Over-the-counter Market (cont.)
The buyers and sellers in emissions trading are individuals, organizations, or corporations that have a position in the market. Their motivations vary. Some trade to achieve regulatory compliance, others to retire allowances, or still others simply to turn a profit. Each buyer and seller has a publicly identified representative. This allows the buyer or seller to do due diligence and ensure its trade is legitimate.

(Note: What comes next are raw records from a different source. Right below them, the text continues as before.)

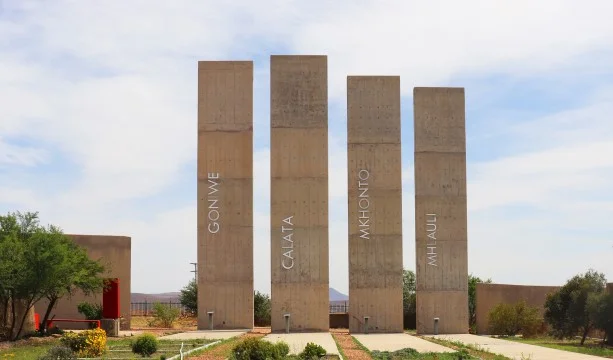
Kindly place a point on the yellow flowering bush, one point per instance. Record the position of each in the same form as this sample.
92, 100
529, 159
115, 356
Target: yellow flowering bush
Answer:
89, 343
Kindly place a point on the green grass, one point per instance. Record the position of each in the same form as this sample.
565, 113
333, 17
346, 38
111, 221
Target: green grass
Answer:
591, 347
28, 350
117, 348
338, 346
474, 350
412, 354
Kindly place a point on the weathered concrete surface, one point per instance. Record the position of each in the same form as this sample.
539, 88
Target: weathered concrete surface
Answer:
375, 203
299, 192
490, 295
298, 341
440, 210
204, 334
225, 194
515, 350
393, 342
115, 253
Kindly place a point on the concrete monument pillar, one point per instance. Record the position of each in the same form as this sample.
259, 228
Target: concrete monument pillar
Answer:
225, 194
299, 193
440, 211
375, 204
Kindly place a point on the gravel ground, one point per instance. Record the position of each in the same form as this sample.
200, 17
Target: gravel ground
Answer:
349, 347
221, 352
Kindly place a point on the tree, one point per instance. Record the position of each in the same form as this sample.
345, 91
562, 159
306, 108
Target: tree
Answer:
566, 310
261, 309
409, 305
512, 319
189, 297
472, 298
69, 270
38, 262
600, 308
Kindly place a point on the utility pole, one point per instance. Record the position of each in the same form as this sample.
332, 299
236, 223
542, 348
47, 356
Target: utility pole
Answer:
195, 271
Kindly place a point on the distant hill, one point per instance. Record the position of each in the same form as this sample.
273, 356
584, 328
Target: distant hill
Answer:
163, 297
174, 297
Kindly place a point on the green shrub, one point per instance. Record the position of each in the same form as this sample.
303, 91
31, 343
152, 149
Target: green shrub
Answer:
89, 343
258, 349
312, 351
165, 314
145, 345
513, 319
59, 353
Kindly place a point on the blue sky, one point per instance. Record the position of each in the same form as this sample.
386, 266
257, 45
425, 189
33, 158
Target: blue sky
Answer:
98, 120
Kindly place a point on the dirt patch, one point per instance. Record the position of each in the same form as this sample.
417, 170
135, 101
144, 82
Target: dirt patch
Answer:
348, 346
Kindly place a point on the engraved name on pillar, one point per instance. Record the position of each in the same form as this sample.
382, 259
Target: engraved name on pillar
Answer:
431, 243
287, 242
363, 204
213, 199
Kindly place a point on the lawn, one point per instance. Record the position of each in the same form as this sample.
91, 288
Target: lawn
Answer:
475, 351
590, 347
117, 348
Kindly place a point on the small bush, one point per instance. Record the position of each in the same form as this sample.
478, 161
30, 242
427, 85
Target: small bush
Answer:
90, 343
165, 314
312, 351
258, 349
58, 353
513, 319
145, 345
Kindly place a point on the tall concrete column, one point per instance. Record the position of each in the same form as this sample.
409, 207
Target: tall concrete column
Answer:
225, 194
375, 204
299, 193
440, 210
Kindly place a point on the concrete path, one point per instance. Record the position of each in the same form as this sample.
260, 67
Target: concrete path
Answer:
393, 342
204, 334
515, 350
297, 341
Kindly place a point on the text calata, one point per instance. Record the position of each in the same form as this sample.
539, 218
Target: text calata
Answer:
363, 204
431, 241
287, 242
212, 200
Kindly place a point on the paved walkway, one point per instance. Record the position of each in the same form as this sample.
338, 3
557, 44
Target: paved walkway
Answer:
515, 350
297, 341
204, 334
393, 342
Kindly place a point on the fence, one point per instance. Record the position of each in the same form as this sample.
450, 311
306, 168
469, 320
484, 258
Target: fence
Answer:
146, 308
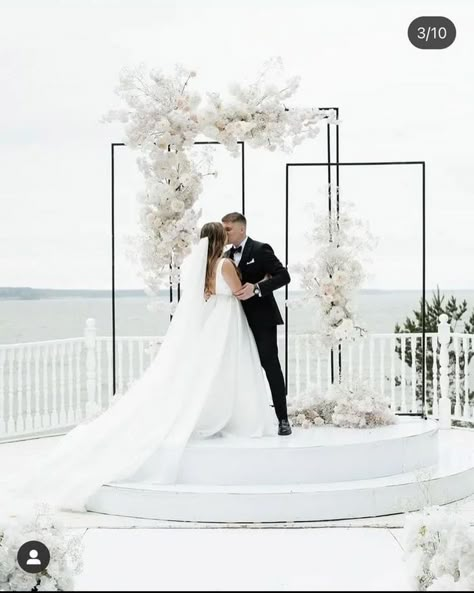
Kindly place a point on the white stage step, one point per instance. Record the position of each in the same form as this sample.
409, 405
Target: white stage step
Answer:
450, 479
317, 455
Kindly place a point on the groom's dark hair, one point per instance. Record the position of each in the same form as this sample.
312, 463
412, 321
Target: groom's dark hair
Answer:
235, 217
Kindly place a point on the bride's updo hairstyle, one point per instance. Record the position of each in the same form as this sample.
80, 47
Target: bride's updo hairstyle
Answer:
217, 236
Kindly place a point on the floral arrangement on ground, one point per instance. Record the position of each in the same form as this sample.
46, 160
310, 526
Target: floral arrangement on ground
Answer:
439, 550
66, 554
355, 405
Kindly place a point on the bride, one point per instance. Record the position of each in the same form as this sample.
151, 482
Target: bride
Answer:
206, 380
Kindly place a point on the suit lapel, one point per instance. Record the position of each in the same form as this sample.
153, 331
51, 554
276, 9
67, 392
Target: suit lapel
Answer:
246, 253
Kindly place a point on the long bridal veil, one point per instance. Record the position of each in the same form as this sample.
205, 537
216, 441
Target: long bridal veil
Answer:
155, 416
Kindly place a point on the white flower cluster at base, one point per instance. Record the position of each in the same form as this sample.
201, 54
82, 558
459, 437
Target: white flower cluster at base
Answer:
65, 551
348, 406
439, 550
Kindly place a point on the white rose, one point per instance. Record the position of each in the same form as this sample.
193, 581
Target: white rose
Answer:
177, 205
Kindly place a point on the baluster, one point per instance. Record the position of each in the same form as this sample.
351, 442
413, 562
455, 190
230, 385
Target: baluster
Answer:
361, 354
393, 403
308, 363
91, 345
403, 407
11, 419
466, 410
29, 413
371, 362
444, 335
120, 365
110, 380
434, 370
20, 420
141, 350
382, 366
99, 391
37, 414
46, 422
414, 403
3, 403
131, 353
457, 375
62, 385
70, 391
297, 369
78, 414
54, 380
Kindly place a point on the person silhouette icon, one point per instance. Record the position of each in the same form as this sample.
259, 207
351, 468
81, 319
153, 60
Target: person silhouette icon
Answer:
33, 559
33, 556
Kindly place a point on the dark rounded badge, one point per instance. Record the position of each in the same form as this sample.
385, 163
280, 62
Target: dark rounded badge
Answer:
432, 32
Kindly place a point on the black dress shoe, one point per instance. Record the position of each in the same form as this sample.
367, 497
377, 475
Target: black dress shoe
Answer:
284, 428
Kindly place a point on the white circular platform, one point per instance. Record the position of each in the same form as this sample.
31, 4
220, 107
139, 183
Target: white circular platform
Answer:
323, 454
316, 474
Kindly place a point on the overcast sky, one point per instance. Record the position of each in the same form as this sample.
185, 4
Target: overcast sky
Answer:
59, 65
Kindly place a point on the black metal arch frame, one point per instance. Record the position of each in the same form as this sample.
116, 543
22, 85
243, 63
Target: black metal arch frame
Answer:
112, 156
117, 144
338, 164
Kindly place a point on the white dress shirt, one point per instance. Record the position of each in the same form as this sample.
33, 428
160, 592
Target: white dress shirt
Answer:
238, 256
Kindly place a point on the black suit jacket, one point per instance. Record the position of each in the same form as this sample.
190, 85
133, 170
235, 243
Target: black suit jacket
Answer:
258, 259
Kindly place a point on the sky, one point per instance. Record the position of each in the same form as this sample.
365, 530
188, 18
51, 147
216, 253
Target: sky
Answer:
59, 65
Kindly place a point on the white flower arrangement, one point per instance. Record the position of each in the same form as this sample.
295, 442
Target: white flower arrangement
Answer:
360, 406
66, 554
163, 118
439, 550
311, 411
334, 273
355, 406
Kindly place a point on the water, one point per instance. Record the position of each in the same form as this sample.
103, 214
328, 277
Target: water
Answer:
49, 319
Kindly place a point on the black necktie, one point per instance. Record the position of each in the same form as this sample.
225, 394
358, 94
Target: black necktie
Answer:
235, 250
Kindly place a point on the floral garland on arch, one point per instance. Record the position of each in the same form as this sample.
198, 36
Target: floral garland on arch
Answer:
334, 273
163, 118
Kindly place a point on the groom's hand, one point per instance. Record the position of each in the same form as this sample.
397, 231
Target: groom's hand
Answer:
246, 292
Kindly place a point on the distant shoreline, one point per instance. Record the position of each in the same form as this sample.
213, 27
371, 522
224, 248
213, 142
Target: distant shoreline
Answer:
26, 293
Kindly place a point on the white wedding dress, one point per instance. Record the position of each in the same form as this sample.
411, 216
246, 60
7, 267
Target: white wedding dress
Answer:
205, 380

There are three ways to participate in the over-the-counter emissions trading market, including bilateral transactions, trades transacted through a broker, and allowances purchases in the annual allowance auction.

Bilateral Trades
The direct point of entry into over-the-counter emissions trading markets is by contacting participants directly and arranging bilateral deals. There is no intermediary exchange for the emissions trading market, therefore all transactions are made on a direct, one-to-one basis. The ATS allowance account information found on the Internet enables participants to find other participants with whom to transact allowance trades.

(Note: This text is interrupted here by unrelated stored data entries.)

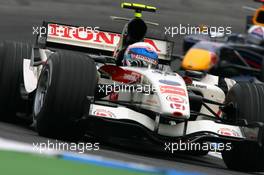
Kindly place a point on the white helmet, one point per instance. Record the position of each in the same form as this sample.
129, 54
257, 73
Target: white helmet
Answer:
256, 35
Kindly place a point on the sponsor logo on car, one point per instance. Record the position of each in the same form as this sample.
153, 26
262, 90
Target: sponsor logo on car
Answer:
176, 99
164, 89
103, 113
228, 132
177, 106
169, 82
95, 36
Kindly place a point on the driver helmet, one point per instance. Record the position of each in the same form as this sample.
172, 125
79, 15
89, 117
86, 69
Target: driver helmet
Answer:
256, 35
140, 54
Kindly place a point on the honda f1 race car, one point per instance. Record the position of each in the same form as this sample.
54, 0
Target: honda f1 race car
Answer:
75, 82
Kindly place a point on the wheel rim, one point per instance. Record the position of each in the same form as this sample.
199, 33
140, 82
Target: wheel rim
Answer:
41, 92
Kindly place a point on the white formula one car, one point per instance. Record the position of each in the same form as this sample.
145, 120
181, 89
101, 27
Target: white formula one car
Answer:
86, 91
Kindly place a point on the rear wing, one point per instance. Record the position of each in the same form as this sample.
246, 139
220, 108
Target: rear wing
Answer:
91, 40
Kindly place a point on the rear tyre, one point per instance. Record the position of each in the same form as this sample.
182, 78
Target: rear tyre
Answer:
65, 82
11, 77
262, 71
249, 101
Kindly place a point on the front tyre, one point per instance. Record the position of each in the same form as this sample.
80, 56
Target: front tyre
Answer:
65, 82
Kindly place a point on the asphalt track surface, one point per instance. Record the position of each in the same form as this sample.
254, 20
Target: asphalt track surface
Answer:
17, 18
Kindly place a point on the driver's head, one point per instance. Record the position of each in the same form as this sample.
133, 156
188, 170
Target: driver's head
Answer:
140, 54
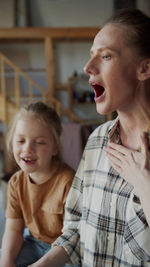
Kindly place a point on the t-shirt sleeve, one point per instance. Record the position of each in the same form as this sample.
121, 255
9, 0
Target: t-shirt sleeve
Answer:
13, 209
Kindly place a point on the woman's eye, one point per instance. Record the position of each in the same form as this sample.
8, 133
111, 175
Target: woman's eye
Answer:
41, 143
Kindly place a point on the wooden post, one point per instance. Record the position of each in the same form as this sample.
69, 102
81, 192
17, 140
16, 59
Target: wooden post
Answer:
49, 65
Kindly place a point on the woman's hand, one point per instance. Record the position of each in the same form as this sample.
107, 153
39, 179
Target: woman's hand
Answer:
130, 164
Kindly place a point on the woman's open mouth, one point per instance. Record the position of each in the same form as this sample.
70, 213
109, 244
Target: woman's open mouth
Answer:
99, 91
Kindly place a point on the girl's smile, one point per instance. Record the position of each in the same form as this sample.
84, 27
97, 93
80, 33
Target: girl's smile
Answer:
34, 147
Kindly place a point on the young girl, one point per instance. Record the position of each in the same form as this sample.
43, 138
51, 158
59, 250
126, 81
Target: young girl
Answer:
107, 218
38, 191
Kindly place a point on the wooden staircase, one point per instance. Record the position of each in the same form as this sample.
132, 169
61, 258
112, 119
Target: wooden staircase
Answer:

This relationship-based approach, however, is usually employed by active market players who have extensive experience - and contacts - in the marketplace. Unless you possess this type of market presence, it is difficult to fully assess trading options without some assistance. One set of market participants that has this market presence are Traders. Traders are likely to be counterparties with the emissions trading practitioner in bilateral trades, but often their market profile differs from the practitioner.

Traders put their own money at risk in the market. Their motivation for participation in emissions markets is much like their motivation would be for entering stock markets or commodities markets: profit. Seldom do Traders make decisions based on the need for compliance.

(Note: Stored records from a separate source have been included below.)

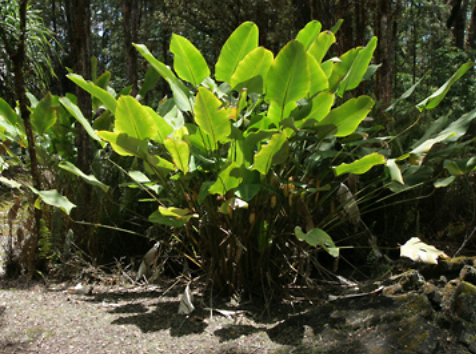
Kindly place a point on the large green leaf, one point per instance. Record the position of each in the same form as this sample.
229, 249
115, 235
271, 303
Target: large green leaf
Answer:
106, 98
134, 119
266, 157
43, 116
8, 113
321, 45
243, 40
251, 72
345, 119
212, 120
359, 68
435, 99
180, 153
360, 166
318, 237
289, 78
74, 110
309, 33
189, 63
90, 179
181, 93
53, 198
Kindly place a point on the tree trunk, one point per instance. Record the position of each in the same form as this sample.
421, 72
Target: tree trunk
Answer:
18, 62
130, 12
471, 35
385, 21
457, 21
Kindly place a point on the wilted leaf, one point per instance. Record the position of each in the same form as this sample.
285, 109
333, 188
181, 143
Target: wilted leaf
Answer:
420, 252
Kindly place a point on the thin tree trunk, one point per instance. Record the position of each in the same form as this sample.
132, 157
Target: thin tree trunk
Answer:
471, 35
130, 11
18, 62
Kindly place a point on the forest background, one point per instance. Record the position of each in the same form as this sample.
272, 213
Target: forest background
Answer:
421, 45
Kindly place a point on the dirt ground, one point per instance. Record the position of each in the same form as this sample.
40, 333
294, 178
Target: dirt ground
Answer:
49, 319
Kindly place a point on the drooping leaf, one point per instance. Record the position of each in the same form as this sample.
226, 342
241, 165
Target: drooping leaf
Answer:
106, 98
358, 69
394, 171
44, 115
435, 99
321, 45
289, 78
134, 119
189, 63
265, 158
242, 41
347, 117
74, 110
309, 33
420, 252
212, 120
180, 153
53, 198
181, 93
90, 179
318, 237
251, 72
360, 166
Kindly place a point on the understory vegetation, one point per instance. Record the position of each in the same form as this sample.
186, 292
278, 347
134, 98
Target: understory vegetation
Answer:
259, 172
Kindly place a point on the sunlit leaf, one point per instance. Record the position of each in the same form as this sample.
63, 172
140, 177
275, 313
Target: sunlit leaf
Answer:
242, 41
189, 63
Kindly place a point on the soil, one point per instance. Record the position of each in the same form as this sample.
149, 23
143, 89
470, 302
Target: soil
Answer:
402, 317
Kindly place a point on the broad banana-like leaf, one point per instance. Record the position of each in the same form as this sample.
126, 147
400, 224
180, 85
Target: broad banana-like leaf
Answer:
421, 252
346, 118
53, 198
230, 177
309, 33
394, 171
151, 79
90, 179
180, 153
435, 99
360, 166
189, 63
74, 110
276, 151
242, 41
318, 237
134, 119
8, 113
321, 106
212, 120
251, 72
289, 78
321, 45
106, 98
43, 116
319, 81
181, 93
358, 69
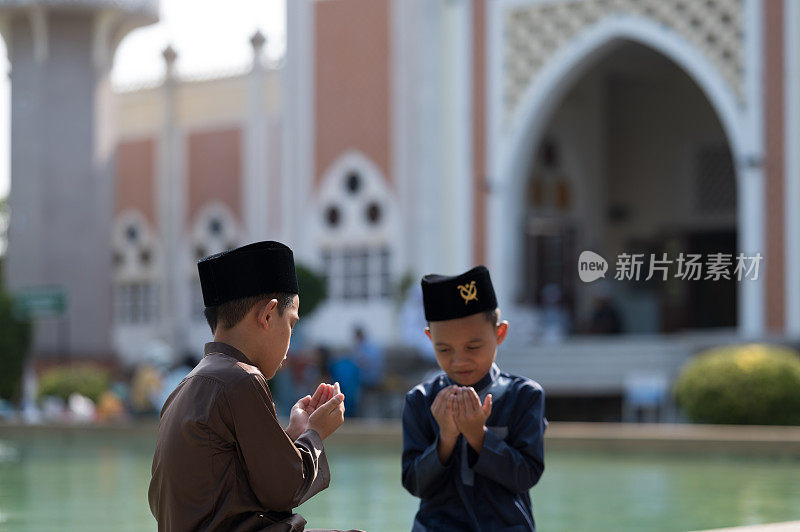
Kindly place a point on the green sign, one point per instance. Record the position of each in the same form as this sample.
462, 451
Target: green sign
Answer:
40, 302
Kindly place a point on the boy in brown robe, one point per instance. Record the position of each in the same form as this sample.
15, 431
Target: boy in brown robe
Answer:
222, 461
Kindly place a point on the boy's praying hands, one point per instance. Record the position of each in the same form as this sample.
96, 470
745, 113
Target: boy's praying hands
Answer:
458, 410
304, 408
470, 416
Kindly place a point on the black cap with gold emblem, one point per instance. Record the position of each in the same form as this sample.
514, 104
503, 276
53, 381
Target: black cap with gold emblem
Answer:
458, 296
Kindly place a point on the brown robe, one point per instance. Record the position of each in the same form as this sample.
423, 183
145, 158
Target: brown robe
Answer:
222, 460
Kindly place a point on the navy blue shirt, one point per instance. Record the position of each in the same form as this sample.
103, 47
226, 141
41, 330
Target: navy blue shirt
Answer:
481, 492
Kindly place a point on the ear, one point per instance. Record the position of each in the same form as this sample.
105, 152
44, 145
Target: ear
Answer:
265, 312
502, 331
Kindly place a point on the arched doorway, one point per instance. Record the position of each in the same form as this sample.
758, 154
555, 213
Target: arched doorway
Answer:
632, 159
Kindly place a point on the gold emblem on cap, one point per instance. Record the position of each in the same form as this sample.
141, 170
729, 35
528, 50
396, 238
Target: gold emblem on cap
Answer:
468, 292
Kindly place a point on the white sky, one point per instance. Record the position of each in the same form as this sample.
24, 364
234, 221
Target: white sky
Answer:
209, 36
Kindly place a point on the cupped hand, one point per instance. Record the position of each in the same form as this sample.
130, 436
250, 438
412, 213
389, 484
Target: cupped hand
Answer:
470, 415
302, 410
442, 410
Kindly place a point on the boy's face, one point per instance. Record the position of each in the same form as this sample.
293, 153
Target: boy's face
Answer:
465, 348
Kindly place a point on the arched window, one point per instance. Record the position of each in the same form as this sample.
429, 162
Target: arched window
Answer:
136, 267
214, 230
355, 229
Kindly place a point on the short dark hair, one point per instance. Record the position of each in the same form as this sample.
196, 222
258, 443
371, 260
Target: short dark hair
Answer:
492, 316
230, 313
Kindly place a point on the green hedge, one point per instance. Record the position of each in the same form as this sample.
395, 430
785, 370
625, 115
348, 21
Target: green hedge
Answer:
312, 289
85, 379
746, 384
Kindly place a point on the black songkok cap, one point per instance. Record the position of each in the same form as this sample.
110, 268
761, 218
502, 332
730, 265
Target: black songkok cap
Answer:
458, 296
251, 270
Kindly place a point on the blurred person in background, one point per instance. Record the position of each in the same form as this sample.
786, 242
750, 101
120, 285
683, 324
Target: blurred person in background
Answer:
346, 372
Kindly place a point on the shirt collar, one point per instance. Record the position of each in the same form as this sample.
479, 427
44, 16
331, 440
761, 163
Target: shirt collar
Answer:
226, 349
485, 381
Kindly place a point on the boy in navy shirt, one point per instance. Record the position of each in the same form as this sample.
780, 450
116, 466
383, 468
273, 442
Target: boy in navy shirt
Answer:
472, 436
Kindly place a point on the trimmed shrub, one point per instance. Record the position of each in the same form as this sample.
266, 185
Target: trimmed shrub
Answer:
15, 338
312, 289
85, 379
751, 384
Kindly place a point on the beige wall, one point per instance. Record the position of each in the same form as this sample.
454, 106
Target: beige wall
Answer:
351, 82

Because Traders are willing to take positions in either direction of the market, they assist in generating liquidity. Their ability to generate a flow of deals makes some Traders "market makers", in which they play a role similar to that of a stock specialist on an equity exchange. Liquidity refers to a volume of trading in the market that allows buyers to find sellers at prices reasonable to both. Without sustained liquidity, the market would have improper pricing information discouraging any type of emissions trading practitioner from participating.